Des brûlures aux deuxième et troisième degrés après avoir eu les mains menottées contre un chauffage défectueux dans un fourgon de police. C’est le calvaire vécu par un jeune homme de 27 ans, en 2017, à Mantes-la-Jolie ( Yvelines). Dans cette affaire, un cinquième policier a été mis en examen début mai, a appris jeudi l’AFP auprès du parquet de Versailles.

« Plus les mises en examen tombent plus le dossier prend en épaisseur et commence à rendre difficile à croire la thèse de l’infraction involontaire », estime Me Calvin Job, avocat du jeune homme blessé. Avant la mise en examen pour blessures involontaires ayant entraîné une incapacité supérieure à trois mois de ce policier de 31 ans, quatre autres de ses collègues – âgés de 26, 35, 37 et 38 ans – avaient été mis en examen précédemment.

« L’erreur vient de l’administration », selon un syndicat policier

Le 7 novembre 2017, un homme âgé de 27 ans interpellé pour outrage dans le quartier populaire du Val-Fourré avait eu les mains menottées contre un chauffage défectueux à l’intérieur d’un fourgon de police l’emmenant au commissariat, provoquant de graves brûlures aux deuxième et troisième degrés. Il a depuis subi deux greffes de peau et une incapacité totale de travail (ITT) supérieure à trois mois lui a été prescrite. Il est « actuellement à 80 % handicapé », a précisé son avocat.

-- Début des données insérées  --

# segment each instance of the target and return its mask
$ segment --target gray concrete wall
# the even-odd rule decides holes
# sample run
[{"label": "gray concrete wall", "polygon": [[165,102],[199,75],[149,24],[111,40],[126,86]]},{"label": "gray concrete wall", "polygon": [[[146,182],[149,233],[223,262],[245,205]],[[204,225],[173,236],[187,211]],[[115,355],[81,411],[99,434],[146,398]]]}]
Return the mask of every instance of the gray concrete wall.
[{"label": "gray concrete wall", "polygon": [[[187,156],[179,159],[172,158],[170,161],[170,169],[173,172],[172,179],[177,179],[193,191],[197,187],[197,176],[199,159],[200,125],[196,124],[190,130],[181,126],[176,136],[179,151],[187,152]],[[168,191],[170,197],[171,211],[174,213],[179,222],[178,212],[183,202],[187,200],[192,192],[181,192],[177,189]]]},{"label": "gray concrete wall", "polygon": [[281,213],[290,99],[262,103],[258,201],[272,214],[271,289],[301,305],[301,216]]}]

« Il n’y a pas eu de manquement » de la part des policiers, assure Julien Le Cam, représentant du syndicat Alliance dans les Yvelines. « Mes collègues ne sont pas médecins, dès qu’ils ont constaté que l’individu était blessé, ils ont fait appel aux pompiers. C’est le camion qui n’était pas équipé d’une grille de protection. L’erreur vient de l’administration qui n’a pas bien équipé le véhicule », a-t-il affirmé.